The obtained values for the amperometric selectivity coefficients are summarized in Table 2. These values confirm the qualitative analysis and clearly show that Ni²⁺ is the most important interferent toward Hg(II) trace detection.

3.4. Lifetime of the Sensor

The critical matter of sensor lifespan was investigated by examining the stability of the GC/TPD/AuNPs electrode over time using different storage conditions. A first batch of three electrodes was stored in the medium used for Hg(II) analysis, that is, in a 0.01 mol·L⁻¹ HCl solution. A second batch of three electrodes was kept in a neutral medium, namely, a 0.05 mol·L⁻¹ (pH 7) PBS. A last batch of three electrodes was left in ambient air without special care. For the sake of comparison, GC/AuNPs electrodes (i.e., without diazonium film) were also stored in air under similar conditions as done in previous studies.

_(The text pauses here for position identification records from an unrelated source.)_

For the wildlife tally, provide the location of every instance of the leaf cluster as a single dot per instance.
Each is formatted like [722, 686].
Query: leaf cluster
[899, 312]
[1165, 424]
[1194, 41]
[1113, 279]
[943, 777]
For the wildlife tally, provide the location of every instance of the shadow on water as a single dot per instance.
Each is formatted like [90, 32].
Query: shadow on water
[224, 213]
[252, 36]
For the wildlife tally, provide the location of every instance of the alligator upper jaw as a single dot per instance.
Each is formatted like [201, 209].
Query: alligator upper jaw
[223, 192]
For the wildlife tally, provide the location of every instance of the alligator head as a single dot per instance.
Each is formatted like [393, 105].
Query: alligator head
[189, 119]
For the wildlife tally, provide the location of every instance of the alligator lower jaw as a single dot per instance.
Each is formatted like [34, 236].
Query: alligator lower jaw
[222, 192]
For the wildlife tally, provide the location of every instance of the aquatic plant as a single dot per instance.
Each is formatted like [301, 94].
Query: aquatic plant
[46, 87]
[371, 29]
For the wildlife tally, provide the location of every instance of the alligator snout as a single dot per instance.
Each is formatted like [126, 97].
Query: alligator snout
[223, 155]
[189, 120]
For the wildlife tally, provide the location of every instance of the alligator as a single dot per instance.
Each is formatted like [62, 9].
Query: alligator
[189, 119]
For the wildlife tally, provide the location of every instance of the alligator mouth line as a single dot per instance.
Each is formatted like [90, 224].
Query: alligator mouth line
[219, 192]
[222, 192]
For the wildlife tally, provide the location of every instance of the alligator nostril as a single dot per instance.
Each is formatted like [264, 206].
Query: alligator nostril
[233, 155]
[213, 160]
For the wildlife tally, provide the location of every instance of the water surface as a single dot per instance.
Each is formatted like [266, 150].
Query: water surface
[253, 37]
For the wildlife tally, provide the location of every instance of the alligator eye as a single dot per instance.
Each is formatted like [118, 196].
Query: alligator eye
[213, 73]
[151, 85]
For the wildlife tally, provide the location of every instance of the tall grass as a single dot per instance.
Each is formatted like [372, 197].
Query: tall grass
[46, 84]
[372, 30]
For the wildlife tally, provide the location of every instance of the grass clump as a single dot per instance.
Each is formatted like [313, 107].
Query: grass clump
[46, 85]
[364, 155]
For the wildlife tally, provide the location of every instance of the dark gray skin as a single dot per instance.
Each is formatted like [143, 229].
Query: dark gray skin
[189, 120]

The entire experiment, which involved four sets of three electrodes and various storage conditions, was repeated twice. The evolution of all the interfaces over time was monitored by recording SWASVs in a 4 nmol·L⁻¹ Hg(II)-containing HCl solution (Figure 5). GC/AuNPs electrodes showed a rapid decrease in signal recovery, with only 5% of the initial signal measured after 2 days of storage. The signal decline slowed afterward and the response remained nearly constant for a few days, but no more signal was detected after 8 days of storage. For the GC/TPD/AuNPs electrodes, a noticeable decrease in the sensor response was also observed during the first week, regardless of the storage conditions. However, this decrease was much slower on the GC/TPD/AuNPs electrodes, with, for instance, a percentage of initial signal recovery ranging from 55% to 89%, compared to just 5% for GC/AuNPs electrodes, after two days of storage. After one week, the best response was obtained for GC/TPD/AuNPs electrodes stored in PBS, where about 35% of the initial signal was retained. After 4 weeks, the signal recorded on the GC/TPD/AuNPs electrodes was still clear and unambiguously extracted from the background. The percentage of initial signal recovery was 6% and 12% for electrodes stored in PBS and HCl, respectively. For electrodes stored in air, a weak signal was still detectable, but the repeatability was low, and this value was considered unreliable and likely an outlier. Therefore, the presence of the organic film on the GC significantly improved the stability of the AuNPs and consequently, the sensor lifespan, extending it from 1 week to about 4 weeks. This improvement appeared to be independent of the storage conditions. The strong interactions between sulfur and Au may explain this result.